Big and small businesses alike have increasingly complained of lost sales opportunities, and General Electric announced that it would move some operations out of the United States to take advantage of foreign countries’ export financing.

That increased the pressure by local businesses on many Republican lawmakers, but most hard-liners celebrated the bank’s lapse as a rare trophy in their battle to reduce the size and reach of the government and to cut “corporate welfare.” They were outraged by the latest turn of events.

“How rare is it that we actually reduce government around here?” said Representative Ron DeSantis, Republican of Florida. “Yet here we are debating resurrecting a defunct agency that has already gone out to pasture.”

Pro-bank Republicans and Democrats forced the vote over the wishes of most Republican leaders and influential free-market conservative groups, using a rare parliamentary tactic that wrested the bill from a hostile committee. But the pro-bank group had the critical support of Speaker John A. Boehner, Republican of Ohio, who wanted the bill to be resurrected before his resignation takes effect this week, and of powerful business interests, led by bank beneficiaries like G.E. and Boeing.

Mr. Boehner’s likely successor, Representative Paul D. Ryan, Republican of Wisconsin, registered his “strong disapproval” of the bank in debate on the legislation on Tuesday. “I think there are plenty other ways to expand opportunity in this country, and corporate welfare is not one of them,” Mr. Ryan said.

He countered proponents’ contention that the United States, to protect jobs, must provide export financing to promote companies’ international sales because scores of countries do the same. “We should be exporting democratic capitalism, not crony capitalism,” he said.

For Mr. Ryan, the debate was an opportunity to show solidarity with Tea Party conservatives on the eve of his expected selection as speaker by House Republicans, followed by a vote in the full House on Thursday. Since he emerged this month as the consensus successor to Mr. Boehner, Mr. Ryan, whose conservatism was long taken for granted, has been assailed on the far right as insufficiently conservative and not confrontational enough — a reflection of how much farther to the right his party has shifted.

Two other Republicans on the House Financial Services Committee, which has jurisdiction over the Ex-Im Bank, represented the party’s opposing poles in the debate: the committee’s chairman, Representative Jeb Hensarling of Texas, who had refused to have his panel act on any bill to preserve the bank, and a defiant member, Representative Stephen Fincher of Tennessee, who failed to persuade Mr. Hensarling to overhaul the agency rather than kill it.

Mr. Hensarling defined the issue on Tuesday as whether business success should be “dependent upon how hard you work on Main Street, or is it dependent upon who you know in Washington?”

“If we are ever, ever to deal with the threat of a social welfare state,” he added, “we must first take care of the corporate welfare state. And the face of the corporate welfare state is the Export-Import Bank.”

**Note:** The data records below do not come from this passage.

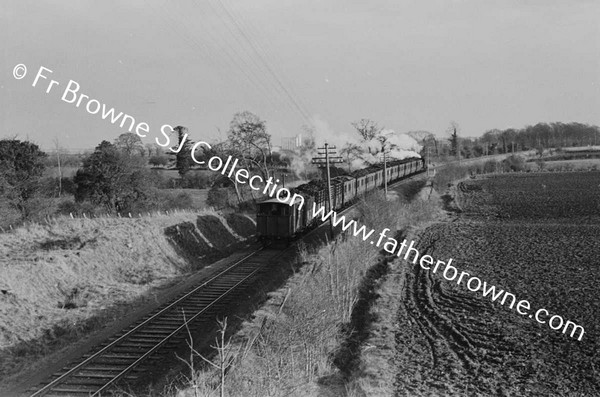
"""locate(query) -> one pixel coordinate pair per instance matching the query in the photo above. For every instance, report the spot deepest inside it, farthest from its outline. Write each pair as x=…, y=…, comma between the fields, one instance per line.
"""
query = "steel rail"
x=166, y=339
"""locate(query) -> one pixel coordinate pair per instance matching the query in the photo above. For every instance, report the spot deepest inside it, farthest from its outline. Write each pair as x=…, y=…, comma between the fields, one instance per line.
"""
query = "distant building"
x=291, y=143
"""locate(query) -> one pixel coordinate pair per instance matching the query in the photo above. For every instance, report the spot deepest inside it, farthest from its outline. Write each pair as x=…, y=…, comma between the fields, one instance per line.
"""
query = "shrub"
x=490, y=166
x=220, y=198
x=171, y=200
x=195, y=180
x=513, y=164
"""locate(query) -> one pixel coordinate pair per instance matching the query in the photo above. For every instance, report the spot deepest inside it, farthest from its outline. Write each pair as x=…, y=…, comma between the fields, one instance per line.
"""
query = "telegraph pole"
x=319, y=162
x=385, y=172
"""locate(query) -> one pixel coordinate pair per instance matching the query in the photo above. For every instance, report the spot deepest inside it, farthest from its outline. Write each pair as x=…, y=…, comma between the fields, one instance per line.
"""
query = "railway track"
x=128, y=354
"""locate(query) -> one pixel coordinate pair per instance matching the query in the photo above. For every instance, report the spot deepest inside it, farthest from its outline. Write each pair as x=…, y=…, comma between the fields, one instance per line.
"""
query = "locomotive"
x=286, y=219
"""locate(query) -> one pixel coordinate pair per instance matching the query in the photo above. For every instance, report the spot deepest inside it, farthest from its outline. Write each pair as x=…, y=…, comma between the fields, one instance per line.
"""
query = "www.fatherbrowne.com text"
x=72, y=95
x=449, y=272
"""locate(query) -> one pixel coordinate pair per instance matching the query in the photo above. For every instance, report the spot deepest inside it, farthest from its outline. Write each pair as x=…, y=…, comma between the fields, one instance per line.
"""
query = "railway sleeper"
x=66, y=390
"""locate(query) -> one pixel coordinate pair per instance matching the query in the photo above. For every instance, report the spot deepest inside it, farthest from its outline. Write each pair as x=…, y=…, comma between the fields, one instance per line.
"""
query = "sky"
x=408, y=65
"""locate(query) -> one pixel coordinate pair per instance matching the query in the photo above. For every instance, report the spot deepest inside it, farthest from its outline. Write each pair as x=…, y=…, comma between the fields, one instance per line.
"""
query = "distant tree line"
x=495, y=141
x=117, y=177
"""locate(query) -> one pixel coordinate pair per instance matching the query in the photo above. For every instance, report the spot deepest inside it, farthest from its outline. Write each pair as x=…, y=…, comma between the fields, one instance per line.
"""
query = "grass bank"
x=307, y=339
x=66, y=278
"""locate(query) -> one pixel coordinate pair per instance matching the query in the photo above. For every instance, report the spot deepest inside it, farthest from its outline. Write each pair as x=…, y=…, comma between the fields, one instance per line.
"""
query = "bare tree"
x=130, y=143
x=368, y=129
x=248, y=136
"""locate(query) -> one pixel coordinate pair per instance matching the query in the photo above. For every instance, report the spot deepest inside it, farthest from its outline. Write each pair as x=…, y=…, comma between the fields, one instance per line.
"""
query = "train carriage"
x=277, y=220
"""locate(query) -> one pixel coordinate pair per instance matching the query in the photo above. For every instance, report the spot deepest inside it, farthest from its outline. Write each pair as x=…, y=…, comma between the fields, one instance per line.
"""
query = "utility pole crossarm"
x=324, y=162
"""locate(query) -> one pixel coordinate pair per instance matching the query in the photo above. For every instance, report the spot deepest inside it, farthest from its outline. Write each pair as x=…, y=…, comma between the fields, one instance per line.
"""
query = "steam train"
x=284, y=220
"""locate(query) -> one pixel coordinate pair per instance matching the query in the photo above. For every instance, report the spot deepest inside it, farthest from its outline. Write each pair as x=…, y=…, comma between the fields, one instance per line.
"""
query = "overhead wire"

But Mr. Fincher said: “The facts are, this is a Republican reform bill. We’re fixing almost every problem that’s been raised.” He was referring to provisions in the bill intended to address critics’ complaints about past cases of corruption among bank employees or business beneficiaries.

“This is about us being competitive all around the world and making sure that we keep American jobs here at home,” Mr. Fincher added.

The Democrats’ leader, Representative Nancy Pelosi of California, cited estimates that the bank had helped create 1.5 million jobs since 2007 in export industries and had earned $7 billion over two decades for the Treasury through proceeds from loan repayments.

The bank was approved repeatedly for decades by overwhelming bipartisan action and with little if any debate. But that has changed since the Ronald Reagan era and the rise of free-market, small-government ideology in the Republican Party, though Reagan as president came to be a champion of the bank agency.